15. November 1965: Willstätter-Preis für den Besten

15.11.2015, 07:00 Uhr
15. November 1965: Willstätter-Preis für den Besten

© Eißner

Das Vorbild des einzigen Nürnberger Nobelpreisträgers Richard Willstätter soll die Schüler in Zukunft zu noch größeren Leistungen anspornen. Als gestern das Realgymnasium am Inneren Laufer Platz den Namen seines einstigen Paradeschülers erhielt, wurde gleichzeitig ein Richard-Willstätter-Preis gestiftet. Der Preis von 3.000 DM fällt am Ende eines jeden Schuljahres dem jeweils besten Abiturienten zu.

Die Feier zur „Taufe“ des Realgymnasiums gestaltete sich zu einem kulturellen Ereignis von überregionaler Bedeutung. Oberstudiendirektor Dr.

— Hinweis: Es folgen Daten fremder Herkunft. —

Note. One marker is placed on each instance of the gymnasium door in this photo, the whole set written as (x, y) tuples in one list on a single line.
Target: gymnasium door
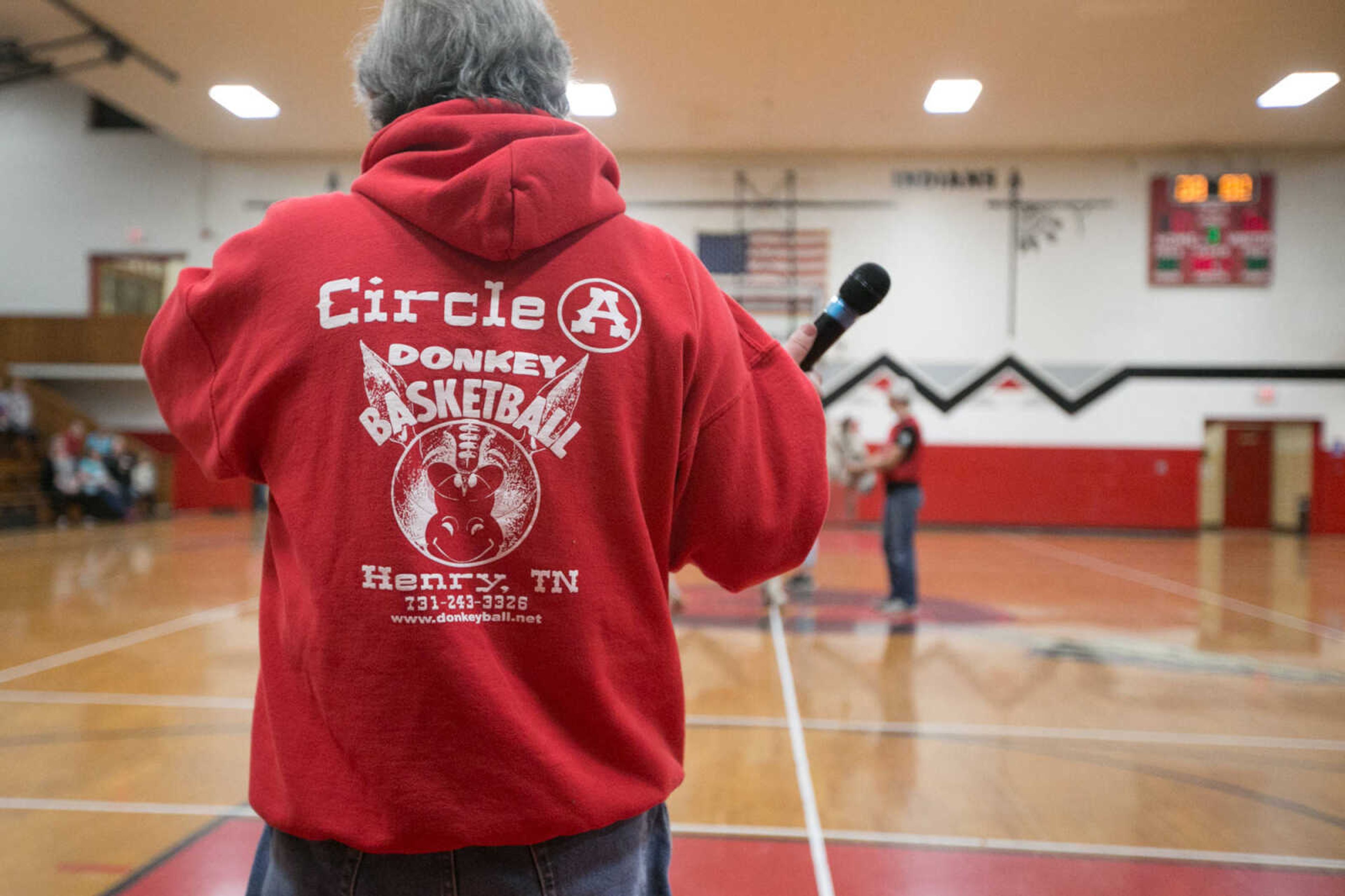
[(1247, 465)]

Georg-Karl Bauer begrüßte eine lange Reihe von Ehrengästen, Professoren, Direktoren und Ministerialräten, an der Spitze Nobelpreisträger Professor Dr. Richard Kuhn aus Heidelberg.

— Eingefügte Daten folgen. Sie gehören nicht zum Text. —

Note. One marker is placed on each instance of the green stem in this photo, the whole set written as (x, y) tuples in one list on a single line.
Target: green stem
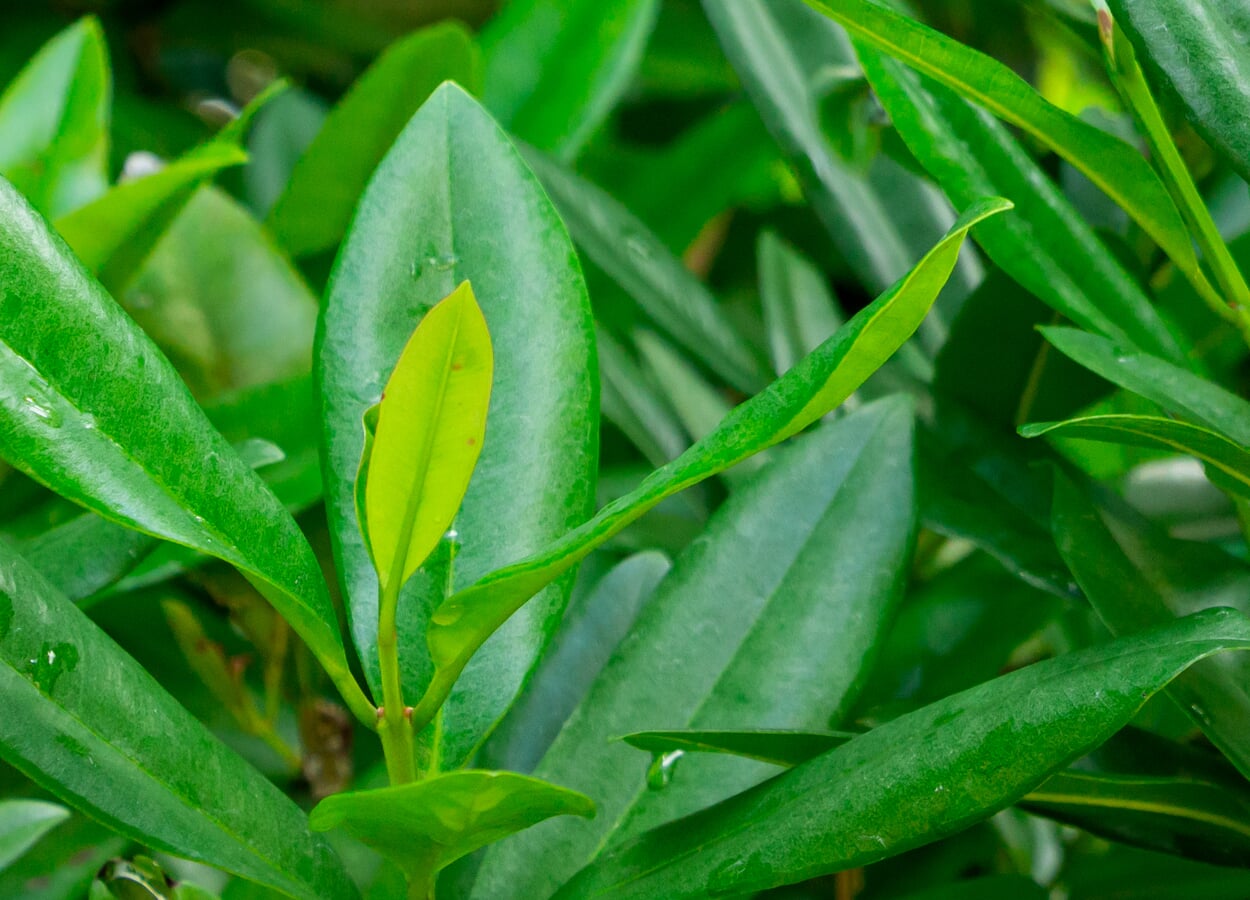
[(1129, 79)]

Die Stadt Nürnberg wurde von Bürgermeister Franz Haas vertreten. „Richard Willstätter war ein vorbildlicher Lehrmeister. Er wirkt in einem Großteil seiner Schüler fort“, sagte Oberstudiendirektor Dr. Bauer, als er die Namensgebung begründete. „Wenn wir schon auf unseren traditionellen Namen Realgymnasium verzichten, so wollten wir den neuen Namen wenigstens in der Tradition verankern. Wir möchten einen Namen aus der Geschichte unserer Schule. Dabei mußten wir zwangsläufig auf den Namen Richard Willstätter stoßen!“

In bewegten Worten, anschaulich mit Lichtbildern unterstützt, schilderte Professor Dr. Richard Kuhn, der 1938 den Nobelpreis für Chemie erhielt, den großen Lehrmeister und großherzigen Menschen Richard Willstätter. Der Chemiker, der 1939 wegen seines jüdischen Glaubens in die Schweiz emigrieren mußte, habe jedem seiner Schüler entscheidende Ratschläge für das Leben mitgegeben.

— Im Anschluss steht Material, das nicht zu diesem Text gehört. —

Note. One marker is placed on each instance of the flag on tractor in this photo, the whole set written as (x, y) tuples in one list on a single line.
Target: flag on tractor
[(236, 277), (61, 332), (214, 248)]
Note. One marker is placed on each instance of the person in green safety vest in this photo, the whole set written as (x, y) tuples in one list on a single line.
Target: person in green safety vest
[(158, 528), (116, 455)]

Als wahrhaft väterlich empfindet Professor Dr. Kuhn es heute noch, daß ihm Willstätter, der die Arbeit eines Justus von Libig und Adolf von Baeyer fortsetzte, Lebensmittel schickte. 1923 habe ihm sein großer Lehrmeister die Teilnahme am Internationalen Kongreß in Edinburgh möglich gemacht, indem er ihm im Labor ein Bündel US-Dollar zusteckte.

Im Namen aller Willstätter-Schüler dankte Professor Dr. Kuhn der Anstalt für den Entschluß, künftig den Namen des berühmten Wissenschaftlers zu tragen. Sodann überreichte er dem Schulleiter Dr. Bauer die Willstätter-Biographie „Aus meinem Leben“, einen Scheck über 1.000 DM, der zum chemischen Unterricht beitragen soll, weiterhin zwei Schecks über jeweils 3000 DM. Diese Gelder kommen aus dem Fonds der chemischen Industrie und von Dr. Kuhn persönlich; sie sind für chemische Untersuchungen bzw. als Auszeichnung für besondere Leistungen in allen Fächern gedacht. „Nürnberg ist Willstätter nicht nur durch das Gymnasium verbunden, sondern auch durch die Zweigstelle der Sandoz-AG“, erläuterte Dr. h. c. Charles Maurice Jacottet, Vizepräsident und Delegierter der Firma.

Richard Willstätter hatte nach der Emigration sein Wissen in den Dienst dieses Werkes gestellt. Bewegung kam in die Reihen der Festgäste, als Dr. Jacottet den Beschluß der Sandoz-AG bekanntgab, in jedem Jahr für den besten Abiturienten der Schule den Willstätter-Preis zu vergeben. Lebhafter Beifall dankte dem Sprecher für sein Versprechen.